車両や地上設備にモニタリング機能を搭載しメンテナンス性向上!

 4つ目のコンセプトの「メンテナンスの革新」は、メンテナンス性を向上させ、より安全・安定性のある運行を実現するためのものだ。「台車モニタリング」だけでなく、そのほかにも車両の各種機器や、地上設備などをモニタリングする装置が搭載される。「ALFA-X」の試験走行を通じてデータを収集し、それらを活用してさらなる安全・安定輸送を目指すという。

 それに加え、故障を未然に防止する点検方式の「CBM」(*1)の実現も目指すとしている。CBMとは、車体各所にセンサーを設置して状態を常時把握し、故障の予兆を早期発見して故障が発生しないようにする予防型の整備点検方式だ。

 従来の定期点検型は「TBM」(*2)と呼ばれ、保全計画の立案が容易という大きなメリットがあるが、点検直後であっても故障が発生することもあるし、突発的な故障への対応が困難な上、安全性を重視するほどその部品の寿命期間を多く残しての交換や期間の短い点検を必要とするようになるなど、コスト増につながっていた。

 CBMの場合、各種センサーや計測機器などの新設・追加を必要としてコストが増加する部分もあるが、一方で人手による定期検査が不要となる。またセンサーなどから得られた膨大なデータを判定する作業が必要なことがこれまではCBMの実現を困難としていたが、近年のIT技術の進展によって可能になったという。
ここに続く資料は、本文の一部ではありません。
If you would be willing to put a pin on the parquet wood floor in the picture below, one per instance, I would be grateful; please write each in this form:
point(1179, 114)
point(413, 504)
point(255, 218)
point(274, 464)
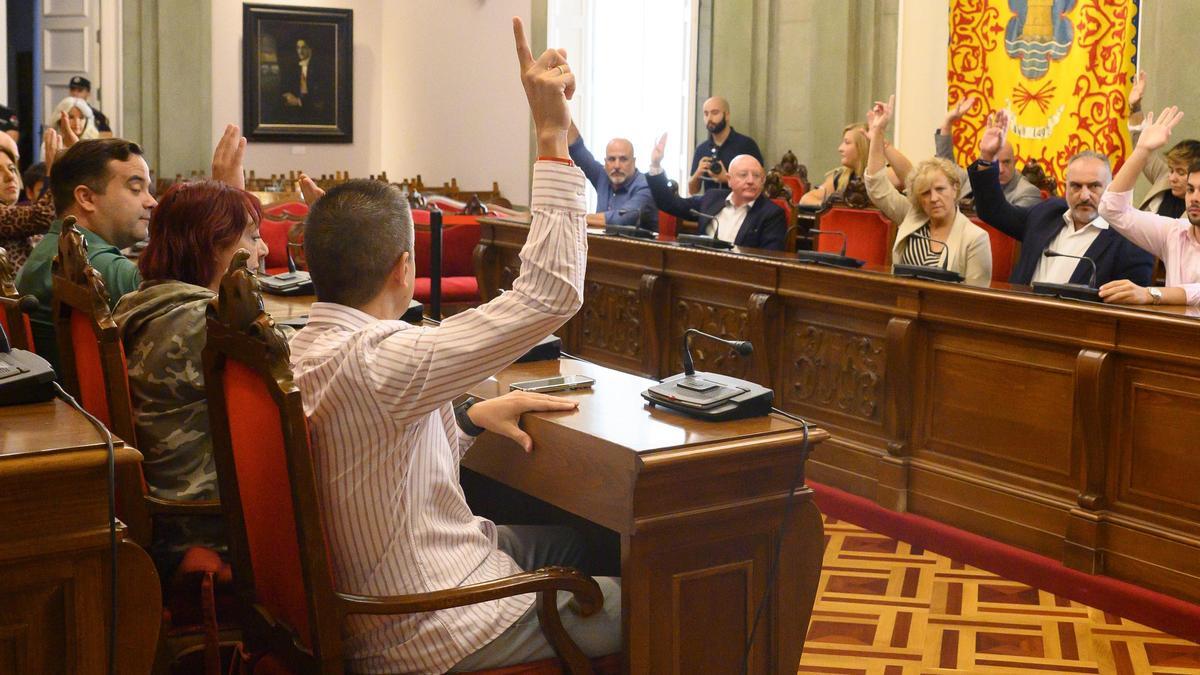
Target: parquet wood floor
point(889, 608)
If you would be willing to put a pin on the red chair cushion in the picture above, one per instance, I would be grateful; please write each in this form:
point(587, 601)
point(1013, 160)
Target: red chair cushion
point(867, 234)
point(795, 184)
point(667, 226)
point(277, 221)
point(1003, 251)
point(265, 495)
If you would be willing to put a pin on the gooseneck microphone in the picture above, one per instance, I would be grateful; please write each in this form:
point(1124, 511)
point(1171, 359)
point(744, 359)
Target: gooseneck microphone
point(743, 347)
point(1069, 291)
point(1053, 254)
point(839, 233)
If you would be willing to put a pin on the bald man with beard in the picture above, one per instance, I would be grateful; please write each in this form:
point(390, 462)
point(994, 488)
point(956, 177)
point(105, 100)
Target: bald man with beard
point(622, 195)
point(712, 159)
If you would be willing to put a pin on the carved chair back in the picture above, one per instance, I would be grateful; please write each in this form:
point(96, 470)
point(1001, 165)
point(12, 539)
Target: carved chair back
point(13, 318)
point(282, 571)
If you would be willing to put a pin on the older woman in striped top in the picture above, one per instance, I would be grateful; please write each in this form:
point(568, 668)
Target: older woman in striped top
point(929, 216)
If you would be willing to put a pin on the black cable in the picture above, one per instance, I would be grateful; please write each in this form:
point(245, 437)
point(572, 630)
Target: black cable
point(112, 517)
point(773, 572)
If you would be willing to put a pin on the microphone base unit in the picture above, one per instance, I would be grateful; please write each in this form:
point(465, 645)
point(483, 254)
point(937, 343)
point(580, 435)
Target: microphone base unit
point(827, 258)
point(927, 273)
point(1068, 291)
point(711, 396)
point(628, 231)
point(287, 284)
point(703, 242)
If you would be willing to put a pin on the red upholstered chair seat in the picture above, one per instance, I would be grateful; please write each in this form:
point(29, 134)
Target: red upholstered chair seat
point(793, 184)
point(868, 234)
point(1005, 251)
point(277, 221)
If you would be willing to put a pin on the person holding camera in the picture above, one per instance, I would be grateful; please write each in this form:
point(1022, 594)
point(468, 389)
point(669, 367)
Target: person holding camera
point(712, 159)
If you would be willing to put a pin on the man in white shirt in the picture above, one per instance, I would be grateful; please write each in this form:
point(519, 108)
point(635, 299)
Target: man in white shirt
point(387, 438)
point(1069, 226)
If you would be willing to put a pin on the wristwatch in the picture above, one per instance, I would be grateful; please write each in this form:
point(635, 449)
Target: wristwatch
point(463, 419)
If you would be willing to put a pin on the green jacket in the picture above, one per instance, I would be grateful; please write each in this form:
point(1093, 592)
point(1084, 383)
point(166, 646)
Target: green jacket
point(120, 276)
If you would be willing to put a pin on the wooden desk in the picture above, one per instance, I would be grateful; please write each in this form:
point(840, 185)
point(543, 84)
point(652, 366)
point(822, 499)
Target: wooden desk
point(697, 507)
point(54, 551)
point(1069, 429)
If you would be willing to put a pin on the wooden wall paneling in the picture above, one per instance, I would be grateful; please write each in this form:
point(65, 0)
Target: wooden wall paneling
point(898, 408)
point(1093, 387)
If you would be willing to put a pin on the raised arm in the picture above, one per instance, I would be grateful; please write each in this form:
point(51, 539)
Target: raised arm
point(990, 202)
point(1146, 230)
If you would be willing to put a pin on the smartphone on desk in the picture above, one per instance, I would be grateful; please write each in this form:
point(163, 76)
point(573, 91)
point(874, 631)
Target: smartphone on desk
point(562, 383)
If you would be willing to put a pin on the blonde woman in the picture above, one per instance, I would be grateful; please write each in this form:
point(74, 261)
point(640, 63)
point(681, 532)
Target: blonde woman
point(78, 118)
point(930, 210)
point(853, 148)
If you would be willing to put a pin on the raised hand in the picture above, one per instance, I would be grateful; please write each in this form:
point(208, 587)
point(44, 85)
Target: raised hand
point(228, 156)
point(309, 190)
point(963, 107)
point(549, 83)
point(1137, 91)
point(994, 135)
point(1158, 131)
point(52, 144)
point(659, 151)
point(881, 114)
point(69, 136)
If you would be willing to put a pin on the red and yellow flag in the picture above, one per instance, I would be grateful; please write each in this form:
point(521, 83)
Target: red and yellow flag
point(1062, 69)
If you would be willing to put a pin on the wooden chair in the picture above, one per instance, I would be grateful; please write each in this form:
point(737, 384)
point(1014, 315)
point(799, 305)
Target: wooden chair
point(13, 317)
point(93, 369)
point(282, 573)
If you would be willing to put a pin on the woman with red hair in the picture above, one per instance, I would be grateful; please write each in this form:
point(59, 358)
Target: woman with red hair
point(195, 232)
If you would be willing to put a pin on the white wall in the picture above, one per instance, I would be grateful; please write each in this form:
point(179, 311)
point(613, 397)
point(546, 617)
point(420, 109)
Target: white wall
point(921, 75)
point(453, 100)
point(361, 157)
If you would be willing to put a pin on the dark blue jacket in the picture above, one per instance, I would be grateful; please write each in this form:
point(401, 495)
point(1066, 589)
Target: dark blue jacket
point(1037, 226)
point(765, 226)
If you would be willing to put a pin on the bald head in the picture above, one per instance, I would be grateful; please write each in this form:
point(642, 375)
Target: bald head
point(745, 179)
point(619, 161)
point(717, 115)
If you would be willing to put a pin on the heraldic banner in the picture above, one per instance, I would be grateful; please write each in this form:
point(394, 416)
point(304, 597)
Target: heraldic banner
point(1062, 69)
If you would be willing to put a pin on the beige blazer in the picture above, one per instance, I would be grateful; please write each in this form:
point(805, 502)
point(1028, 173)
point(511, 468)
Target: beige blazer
point(970, 249)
※1 CBM:Condition Based Maintenanceの略で、「状態基準保全」を意味する。時間にとらわれず、センサーなどのデータから故障の予兆をとらえて保全していく方式
※2 TBM:Time Based Maintenanceの略で、「時間基準保全」を意味する。定期点検など、一定期間ごとに点検して整備する方式

 現行車両のうち、冒頭で紹介した第1世代の試験車両「STAR21」のデータを反映させて開発したのが「E2系」~「E4系」で、第2世代の「FASTECH360」から開発されたのが「E5系」~「E7系」。今回の「ALFA-X」をベースとした車両はおそらく「E8系」ということになるものと予想される。「ALFA-X」での開発は2020年代半ばぐらいまで続くと思われ、おそらく「E8系」は2020年代後半に出てくるのではないだろうか? 環境に配慮しつつも、さらに乗り心地もよくて最高速度も時速40kmアップという次世代新幹線。どのような新幹線が開発されるのか、「ALFA-X」から想像しつつ乗れる日を楽しみに待とう。